In [None]:
# 1. Imports & Paths
import os, sys, re, pandas as pd
sys.path.append(os.path.join(os.pardir, "utils"))
from utils import preprocess_text

DATA_DIR = os.path.join(os.pardir, "data")
OLD_DATA_DIR = os.path.join(os.pardir, "data/original")
resume_path = os.path.join(OLD_DATA_DIR, "resumes.csv")
jobs_path   = os.path.join(OLD_DATA_DIR, "jobs.csv")

In [None]:
# 2. Load raw data
resume_df = pd.read_csv(resume_path)
job_posts_df = pd.read_csv(jobs_path)

print("Resume dataset shape:", resume_df.shape)
print("Job postings dataset shape:", job_posts_df.shape)

display(resume_df.head())
display(job_posts_df.head())

In [None]:
# 3. Pick text columns safely (fallbacks)
def pick_text_col(df, candidates):
    for c in candidates:
        if c in df.columns:
            return c
    raise KeyError(f"None of the expected columns {candidates} found in df columns: {df.columns.tolist()}")

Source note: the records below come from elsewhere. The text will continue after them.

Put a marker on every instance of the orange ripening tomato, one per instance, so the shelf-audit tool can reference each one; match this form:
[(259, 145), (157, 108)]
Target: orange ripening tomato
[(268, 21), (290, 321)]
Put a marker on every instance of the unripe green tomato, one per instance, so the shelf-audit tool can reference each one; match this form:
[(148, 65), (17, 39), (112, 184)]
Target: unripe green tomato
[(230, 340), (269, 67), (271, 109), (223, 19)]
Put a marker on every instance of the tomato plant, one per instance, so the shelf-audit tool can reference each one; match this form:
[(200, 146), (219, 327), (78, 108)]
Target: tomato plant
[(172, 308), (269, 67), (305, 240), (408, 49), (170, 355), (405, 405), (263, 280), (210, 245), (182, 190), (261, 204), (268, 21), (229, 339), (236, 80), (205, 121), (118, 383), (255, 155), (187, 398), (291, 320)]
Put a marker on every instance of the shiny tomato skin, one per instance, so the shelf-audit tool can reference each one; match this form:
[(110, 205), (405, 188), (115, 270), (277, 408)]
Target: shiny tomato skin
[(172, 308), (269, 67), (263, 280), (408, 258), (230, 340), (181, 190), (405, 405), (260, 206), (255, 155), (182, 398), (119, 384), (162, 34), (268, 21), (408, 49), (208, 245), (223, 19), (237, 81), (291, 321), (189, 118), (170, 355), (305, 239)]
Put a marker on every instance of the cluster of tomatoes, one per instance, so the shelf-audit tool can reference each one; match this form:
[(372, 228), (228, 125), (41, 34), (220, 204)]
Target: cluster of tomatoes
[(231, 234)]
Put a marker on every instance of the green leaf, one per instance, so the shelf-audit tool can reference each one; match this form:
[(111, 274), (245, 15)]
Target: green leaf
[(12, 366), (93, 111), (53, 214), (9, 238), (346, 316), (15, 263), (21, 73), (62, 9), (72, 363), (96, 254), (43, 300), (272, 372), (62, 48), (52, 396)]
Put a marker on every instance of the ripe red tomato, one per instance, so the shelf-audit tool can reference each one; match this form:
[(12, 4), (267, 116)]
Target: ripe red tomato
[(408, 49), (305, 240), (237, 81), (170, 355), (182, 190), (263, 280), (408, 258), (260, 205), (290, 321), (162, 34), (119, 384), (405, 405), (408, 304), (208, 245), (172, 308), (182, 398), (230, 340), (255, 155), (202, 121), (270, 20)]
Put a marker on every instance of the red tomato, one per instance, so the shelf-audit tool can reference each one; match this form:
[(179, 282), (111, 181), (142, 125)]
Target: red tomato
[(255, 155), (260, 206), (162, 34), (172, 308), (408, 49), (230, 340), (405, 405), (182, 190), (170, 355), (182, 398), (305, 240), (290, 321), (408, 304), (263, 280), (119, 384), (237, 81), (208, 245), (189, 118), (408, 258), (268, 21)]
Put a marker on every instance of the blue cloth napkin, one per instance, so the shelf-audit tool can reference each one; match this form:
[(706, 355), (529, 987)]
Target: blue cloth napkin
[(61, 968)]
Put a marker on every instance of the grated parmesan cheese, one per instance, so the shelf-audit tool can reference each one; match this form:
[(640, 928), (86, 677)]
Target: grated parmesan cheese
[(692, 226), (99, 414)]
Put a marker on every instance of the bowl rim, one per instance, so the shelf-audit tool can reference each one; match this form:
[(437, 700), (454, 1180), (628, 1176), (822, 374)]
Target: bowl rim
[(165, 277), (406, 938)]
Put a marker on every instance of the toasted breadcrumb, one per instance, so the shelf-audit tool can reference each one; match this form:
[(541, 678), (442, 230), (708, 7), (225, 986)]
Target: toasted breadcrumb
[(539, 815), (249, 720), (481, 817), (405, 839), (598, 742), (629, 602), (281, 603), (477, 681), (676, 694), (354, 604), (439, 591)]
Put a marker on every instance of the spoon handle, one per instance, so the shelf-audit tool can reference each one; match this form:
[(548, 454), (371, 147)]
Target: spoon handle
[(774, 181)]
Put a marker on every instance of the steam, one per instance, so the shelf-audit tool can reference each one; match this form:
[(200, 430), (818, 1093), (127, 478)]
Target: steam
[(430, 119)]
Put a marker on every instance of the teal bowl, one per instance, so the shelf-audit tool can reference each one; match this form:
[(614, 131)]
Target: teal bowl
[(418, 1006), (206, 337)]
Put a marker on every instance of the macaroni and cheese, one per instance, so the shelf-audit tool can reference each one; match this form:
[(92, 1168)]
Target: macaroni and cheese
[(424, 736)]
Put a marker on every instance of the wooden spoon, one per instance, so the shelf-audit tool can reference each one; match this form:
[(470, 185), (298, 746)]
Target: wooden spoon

resume_text_col = pick_text_col(resume_df, ["Resume_str", "Resume", "resume_text", "text"])
job_text_col    = pick_text_col(job_posts_df, ["job_text", "JobDescription", "job_desc", "description", "text"])


In [None]:
# 4. Drop empty / NA text rows
condition = job_posts_df.isnull().sum() != 0
columnlist = list(job_posts_df.isnull().sum()[condition].index)
print("Columns with missing values:", columnlist)
print(job_posts_df[columnlist].dtypes)

In [None]:
columns_to_drop = ['AnnouncementCode', 'Term', 'Eligibility', 'Audience', 
                   'StartDate', 'Duration', 'OpeningDate', 'Deadline', 
                   'Notes', 'Attach']
job_posts_df = job_posts_df.drop(columns=columns_to_drop, errors='ignore')
print("Remaining columns after dropping:", job_posts_df.columns.tolist())


In [None]:
columns_to_check = ['Title', 'JobDescription', 'JobRequirment', 
                    'Company', 'Location', 'RequiredQual', 
                    'Salary', 'AboutC']
job_posts_df = job_posts_df.dropna(subset=columns_to_check)
print("Shape after dropping null rows:", job_posts_df.shape)

In [None]:
# Remove duplicate rows from both datasets
job_posts_df = job_posts_df.drop_duplicates()
resume_df = resume_df.drop_duplicates()

print("Remaining duplicate job posts:", job_posts_df.duplicated().sum())
print("Remaining duplicate resumes:", resume_df.duplicated().sum())

In [None]:
def has_html(text):
    if isinstance(text, str):
        return bool(re.search(r'<.*?>', text))
    return False

columns_with_html = [col for col in resume_df.columns if resume_df[col].apply(has_html).any()]
print("Columns with HTML tags in resumes:", columns_with_html)

def clean_html(text):
    return re.sub('<[^<]+?>', '', text)

resume_df['Resume_str'] = resume_df['Resume_str'].apply(clean_html)
print("HTML cleaned from Resume_str column.")


In [None]:
job_posts_df = job_posts_df.reset_index(drop=True)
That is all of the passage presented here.